The need for safer, more equitable, and robust AI models is clear, but there are few tools available to help data scientists achieve this. As a result, current Natural Language Processing models in production are not living up to their promise. Instead, some of the best-known models fail on important aspects like leaking personally identifiable information, reversing their answer due to typos or capitalization changes, to showing biases around race, gender, physical appearance, disability, and religion. These issues are prevalent in some of the most popular state-of-the-art models in use today.
Rigorous and frequent testing is the antidote, and good tests should be specific, comprehensive, and easy to maintain. Additionally, they should be versioned and executable, to make them part of an automated build or MLOps workflow. John Snow Labs’ LangTest Library offers a simple framework to make this simpler. It does this in several ways: it is open source, lightweight, extensible, includes support of multiple libraries, and offers a comprehensive testing strategy for both models and data.

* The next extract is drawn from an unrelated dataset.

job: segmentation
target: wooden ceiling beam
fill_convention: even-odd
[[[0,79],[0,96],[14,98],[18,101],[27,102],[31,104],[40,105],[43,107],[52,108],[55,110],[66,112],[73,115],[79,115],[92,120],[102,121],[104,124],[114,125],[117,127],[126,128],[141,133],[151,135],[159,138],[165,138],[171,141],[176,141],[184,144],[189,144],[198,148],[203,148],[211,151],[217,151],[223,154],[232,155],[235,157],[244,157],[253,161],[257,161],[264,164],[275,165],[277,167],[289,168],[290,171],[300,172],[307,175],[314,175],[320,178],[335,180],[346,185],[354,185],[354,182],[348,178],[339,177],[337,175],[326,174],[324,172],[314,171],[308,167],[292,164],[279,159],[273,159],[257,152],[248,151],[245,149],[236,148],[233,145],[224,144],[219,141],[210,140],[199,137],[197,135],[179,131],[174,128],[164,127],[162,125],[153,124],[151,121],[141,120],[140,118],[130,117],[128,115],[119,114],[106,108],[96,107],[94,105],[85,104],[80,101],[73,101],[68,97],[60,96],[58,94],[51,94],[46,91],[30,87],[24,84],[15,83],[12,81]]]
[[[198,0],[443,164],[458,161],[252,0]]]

The LangTest library can automatically generate and run 50+ test types out-of-the-box, covering accuracy, fairness, bias, representation, and robustness. Multiple NLP tasks can be tested across 3 of the most popular open-source NLP libraries: Spark NLP, transformers, and spacy. The LangTest library also provides automated data augmentation, which in some cases can automatically improve failing models, especially for issues around robustness and fairness.
The news comes on the first day of the company’s annual Healthcare NLP Summit, a free, virtual event focused on NLP applications in healthcare and life sciences, and will be explored in a keynote session titled, “Introducing the Open-Source Testing Library for NLP Models.”

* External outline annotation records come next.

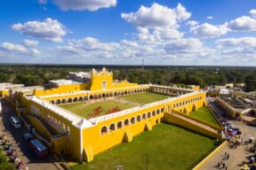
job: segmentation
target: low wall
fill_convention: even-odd
[[[187,117],[187,118],[189,118],[190,120],[194,120],[195,121],[197,121],[197,122],[199,122],[199,123],[207,125],[208,127],[211,127],[211,128],[214,128],[215,130],[219,130],[219,131],[224,130],[224,128],[223,128],[222,127],[219,127],[219,126],[213,125],[213,124],[212,124],[212,123],[209,123],[209,122],[204,121],[204,120],[203,120],[195,118],[195,117],[193,117],[193,116],[185,115],[185,114],[182,114],[182,116],[185,116],[185,117]]]

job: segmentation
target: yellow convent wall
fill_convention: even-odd
[[[78,84],[68,84],[60,85],[58,88],[44,89],[44,90],[34,90],[34,95],[36,97],[47,96],[53,94],[68,93],[73,91],[85,90],[90,87],[90,83],[78,83]]]
[[[9,91],[7,89],[0,90],[0,97],[9,97]]]

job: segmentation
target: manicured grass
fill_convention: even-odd
[[[71,112],[74,112],[81,117],[85,119],[90,119],[93,117],[99,117],[105,115],[109,110],[116,108],[116,106],[120,110],[125,110],[132,107],[134,107],[133,104],[122,104],[114,100],[106,100],[92,104],[86,104],[86,103],[75,103],[75,104],[68,104],[63,105],[59,105],[63,109],[66,109]],[[95,116],[91,116],[90,114],[95,113],[94,109],[100,107],[100,114]]]
[[[208,108],[205,106],[200,107],[197,111],[193,111],[189,112],[189,115],[212,123],[213,125],[220,126],[212,114],[208,110]]]
[[[168,97],[169,96],[166,95],[161,95],[150,92],[137,93],[137,94],[126,95],[124,97],[124,98],[127,101],[136,102],[139,104],[149,104],[152,102],[164,100]]]
[[[94,157],[92,162],[71,166],[73,170],[111,170],[123,166],[125,170],[192,169],[215,149],[214,140],[184,128],[159,124],[150,132],[133,137]]]

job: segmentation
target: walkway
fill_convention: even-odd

“Despite their hype, many AI systems simply don’t work. It is time to set higher standards for engineering AI systems: They should work reliably, and you should be able to prove this to yourself, your customers, and your regulator,” said David Talby, CTO, John Snow Labs. “The LangTest library provides the open-source community with a free, production-grade resource that lets data scientists apply best practices for Responsible AI, and embodies a lot of what we’ve learned over the years in delivering regulatory-grade NLP systems.”
LangTest Library is now live and freely available. To get started, visit https://www.johnsnowlabs.com/langtest/. With a full development team allocated to the project, John Snow Labs is committed to improving the library with frequent releases of new test types, tasks, languages, and platforms.